Though known today principally for his many works for piano and flute, Kuhlau’s dramatic works are equally as important to Danish music history. Kuhlau’s opera overtures stretch stylistically from the Classical style, the main models being Mozart, Cherubini and Paer, to a more Romantic style, influenced by Beethoven, Rossini and Weber. Kuhlau made several journeys abroad and was well acquainted with different national trends in music, and consequently his works are of a cosmopolitan nature. He stands as the man who added a modern touch to Danish musical life, introducing Beethoven’s music for example. An unusual aspect of Kuhlau’s composing is his ’model’ or ’parody’ technique in which other composers’ music lay as a foundation for his own, which he then worked out in his own personal way. Røverborgen (The Robber’s Castle, 1814) won Kuhlau great success on the Danish contemporary scene. Its merry atmosphere is reflected in the sparkling presto overture of which the first theme is an imitation of a similar theme in the overture to Paer’s opera/fuorusciti. Kuhlau’s second opera Trylleharpen (The Magic Harp, 1817) was wrapped in scandal.
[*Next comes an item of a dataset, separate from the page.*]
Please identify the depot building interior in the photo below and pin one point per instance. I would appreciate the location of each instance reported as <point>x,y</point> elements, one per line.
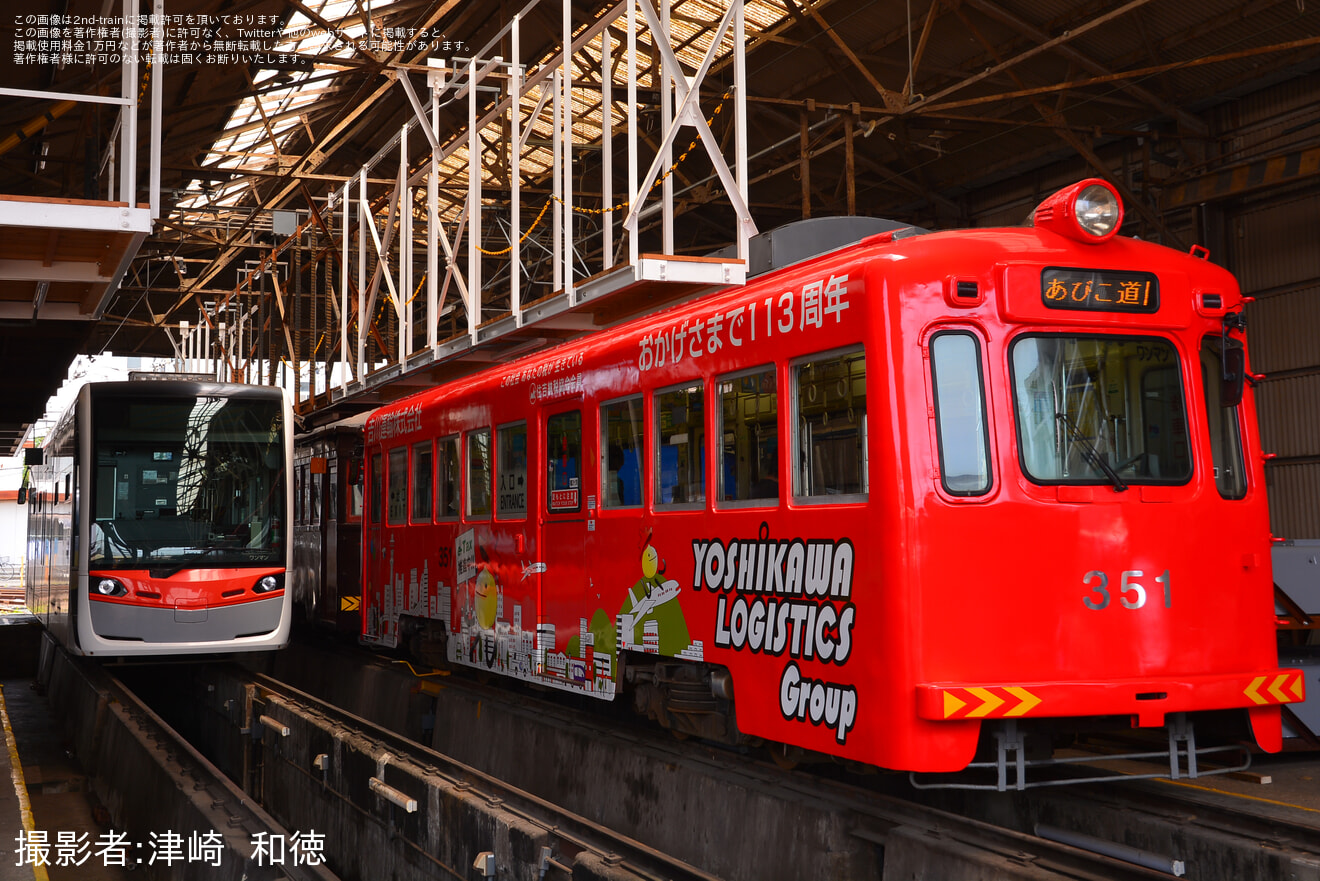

It was thought, erroneously, that the libretto had been stolen from
a German piece. The overture is reminiscent of Cherubini’s Lodoïska. The overture to the lyric drama Elisa or Friendship and Love (1820) heralds a more romantic style and contains musical references to the opera, a device now being used by Kuhlau. The main Allegro theme is very similar to that of Paer’s Sargino, also used by Rossini in his L’italiana in Algeria. Kuhlau’s chief operatic work Lulu (1824) is based on the fairy-tale Lulu, oder Die Zauberflöte, from C.M Wieland’s collection, Dschinnistan - the same source that Mozart used. There is no slow introduction to the overture and it contains three indiviual themes the second and third refering to to Lulu (woodwind accompanied by cello obbligato) and Sidi (horn solo) respectively. The Danish romantic drama William Shakespeare (1826) is predominatly inspired by Beethoven with strong echoes of Mendelssohn and Weber. Kuhlau’s last opera Hugo and Adelheid (1827) is again influenced by Beethoven, particularly Fidelo and Prometheus. Elverhøj (The Elf’s Hill, 1828), Kuhlau’s most famous work, was written as incidental music to a romantic festive play for a royal wedding. The overture concludes with the tune ’Kong Christian stod ved højen mast’ which became the Danish National Anthem.
Kuhlau’s last work for theatre was the incidental music to the comedy Trillingbrødrene fra Damask (The Triplet Brothers from Damask, 1830). Most of the music for the overture was taken from the play as it was written in haste, and it contains the then popular ’Turkish’ effects.